At the moment any problem arises, leaves players confused and upset. How to get solution solved. So far commerce ministry and often finance ministry have played their role but do they not have their own vast field to tackle problems.
In the regard why leave. Balochistan without any caring nurse for it. It has been growing over one lakh bales absolutely contamination free cotton. At least a nursing home could be set apart to foster it to a blooming cotton producing and textile exporting province.
DISHONOURED CONTRACTS: The country was fighting its worries caused by the European Union 13.1 percent anti-dumping duty on Pak bed linen. Offer of review could be consoling but it does not guarantee whether outcome will definitely be in favour Pak bed-linen exporters.
Now yet another disturbing news in staring into yarn exporters' eyes that unspecified quantity of yarn has been simply refused to be honoured because in the meantime yarn prices have registered a sudden fall.
However much of the apprehension is premature, in the sense Pak exporters have taken alarm from what Indian had to face.
Sources who were quite well versed with the problem argued that unless exporters are informed the fear is nothing but whimsicality. Here in the report primary factor why contract was dishonoured was higher price.
These sources informed merely price factor is not as serious to yield nothing if talked and convinced the importers that such fluctuation is beyond their control.
What however, is to be genuinely concerned about is also experience of deficient cotton quality, short supply and poor implementation of contracts etc. The suppliers should be very careful once the confidence is shaken, is difficult hold back.
TAIL PIECE: The concern of the authorities to increase the production of cotton is understandable. The consumers today claim the consumption has increased from somewhere 90 lakh bales to around one crore 20 lakh bales. But how is not being given thorough exercise to make the pious wish a reality.

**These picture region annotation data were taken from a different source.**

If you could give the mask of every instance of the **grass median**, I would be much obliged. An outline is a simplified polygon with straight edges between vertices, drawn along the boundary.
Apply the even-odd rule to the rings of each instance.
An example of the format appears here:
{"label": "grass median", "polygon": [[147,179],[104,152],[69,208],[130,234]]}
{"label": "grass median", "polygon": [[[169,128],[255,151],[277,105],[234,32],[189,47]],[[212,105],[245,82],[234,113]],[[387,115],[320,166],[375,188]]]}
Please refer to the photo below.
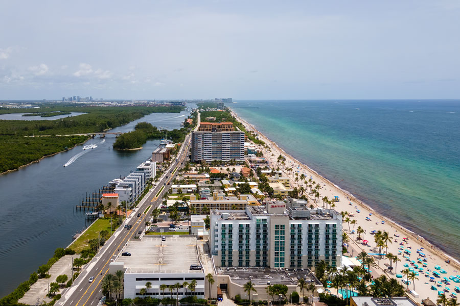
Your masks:
{"label": "grass median", "polygon": [[[115,230],[116,228],[112,228],[112,234]],[[90,240],[97,238],[99,233],[101,231],[104,230],[108,232],[108,239],[110,235],[110,218],[99,218],[96,220],[89,225],[89,228],[86,232],[77,238],[77,240],[69,247],[69,248],[79,253],[82,250],[89,246],[88,242]]]}

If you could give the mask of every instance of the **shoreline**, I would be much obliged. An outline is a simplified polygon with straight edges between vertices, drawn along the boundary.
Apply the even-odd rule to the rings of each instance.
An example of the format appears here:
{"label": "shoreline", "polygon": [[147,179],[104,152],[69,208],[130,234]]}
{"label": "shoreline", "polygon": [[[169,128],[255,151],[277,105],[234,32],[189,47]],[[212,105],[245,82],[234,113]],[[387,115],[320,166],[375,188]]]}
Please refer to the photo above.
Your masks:
{"label": "shoreline", "polygon": [[19,166],[18,167],[16,168],[16,169],[13,169],[12,170],[7,170],[6,171],[0,173],[0,175],[3,175],[4,174],[7,174],[11,173],[11,172],[15,172],[16,171],[19,171],[19,169],[20,169],[21,168],[24,168],[24,167],[27,167],[28,166],[30,166],[30,165],[32,165],[32,164],[34,164],[35,163],[38,163],[40,162],[40,161],[41,161],[41,160],[42,160],[44,158],[45,158],[47,157],[51,157],[52,156],[54,156],[56,155],[56,154],[59,154],[59,153],[62,153],[62,152],[65,152],[66,151],[68,151],[69,150],[71,150],[71,149],[73,149],[74,148],[75,148],[77,145],[80,145],[81,144],[84,144],[86,141],[89,140],[90,139],[90,137],[88,137],[88,139],[86,139],[86,140],[85,140],[84,141],[83,141],[83,142],[81,142],[80,143],[76,143],[76,144],[75,144],[75,145],[74,145],[74,146],[73,146],[71,148],[68,148],[66,150],[59,151],[59,152],[56,152],[55,153],[53,153],[53,154],[50,154],[49,155],[44,155],[42,157],[41,157],[41,158],[39,159],[38,159],[36,161],[33,161],[29,163],[28,164],[26,164],[25,165],[22,165],[22,166]]}
{"label": "shoreline", "polygon": [[[430,250],[433,253],[435,253],[438,256],[440,257],[441,259],[447,260],[449,260],[451,261],[451,264],[454,265],[455,268],[460,270],[460,261],[459,261],[459,259],[457,259],[454,257],[453,256],[449,254],[446,251],[439,248],[439,246],[431,243],[429,240],[423,237],[422,236],[415,233],[405,227],[399,224],[396,221],[392,219],[390,219],[389,217],[385,216],[383,214],[381,214],[379,212],[377,212],[375,209],[374,209],[372,207],[369,206],[368,204],[366,204],[361,201],[358,197],[355,196],[352,193],[348,191],[348,190],[344,190],[334,184],[334,183],[331,182],[328,179],[326,178],[324,176],[320,175],[316,170],[310,168],[308,165],[304,164],[301,162],[299,161],[297,159],[294,158],[292,155],[287,153],[284,149],[281,147],[278,144],[277,144],[274,141],[270,139],[268,137],[266,136],[265,135],[261,133],[256,126],[248,122],[247,122],[245,119],[243,119],[239,116],[236,113],[235,113],[233,111],[231,111],[231,114],[235,117],[235,118],[242,123],[243,124],[246,125],[249,127],[250,127],[251,129],[252,129],[255,132],[256,132],[259,135],[260,138],[262,138],[262,140],[266,142],[267,145],[272,145],[275,147],[276,147],[277,149],[278,149],[280,152],[283,154],[285,157],[289,158],[293,161],[294,161],[298,165],[301,167],[303,167],[308,169],[308,171],[313,173],[316,175],[318,178],[321,180],[323,180],[324,183],[328,184],[330,186],[333,187],[333,188],[340,190],[343,193],[348,195],[349,196],[349,200],[353,202],[354,204],[356,205],[356,206],[359,207],[361,207],[362,208],[366,209],[367,210],[370,211],[372,212],[373,215],[375,215],[375,217],[377,217],[381,219],[383,219],[385,221],[385,222],[387,222],[388,224],[391,224],[392,225],[392,227],[394,227],[395,228],[398,228],[399,231],[403,232],[406,236],[406,237],[411,237],[414,240],[417,241],[419,243],[423,245],[424,247],[425,247],[426,250]],[[323,183],[323,182],[322,182]],[[298,185],[295,182],[293,182],[291,184],[293,184],[294,185]],[[324,183],[323,183],[324,184]],[[321,188],[323,188],[324,186],[321,186]],[[342,199],[340,200],[341,202],[345,201],[346,199]],[[355,216],[356,217],[356,216]],[[367,223],[363,223],[362,225],[365,225]],[[372,223],[371,223],[372,224]],[[364,228],[364,227],[363,227]],[[345,229],[345,226],[343,226],[343,228]],[[356,243],[354,239],[352,239],[352,237],[350,237],[351,240],[353,240],[353,242]],[[432,248],[431,246],[433,246],[434,247]]]}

A recent report speaks about additional 0.6 million bales has been fixed over above the target of 2.4 million bales in Sindh. But the same story gives the constraints such as 10 percent water shortage in provincial irrigation network.
According to Irsa the shortage is to linger for ten more days. This fact will have negative impact on cotton sowing particularly in Tharparkar and Sanghar. Besides water good variety seed, pure pesticides and its proper use etc pre-requisite.
One can hope all the necessary inputs are made available to realise the dream of higher yield in Sindh.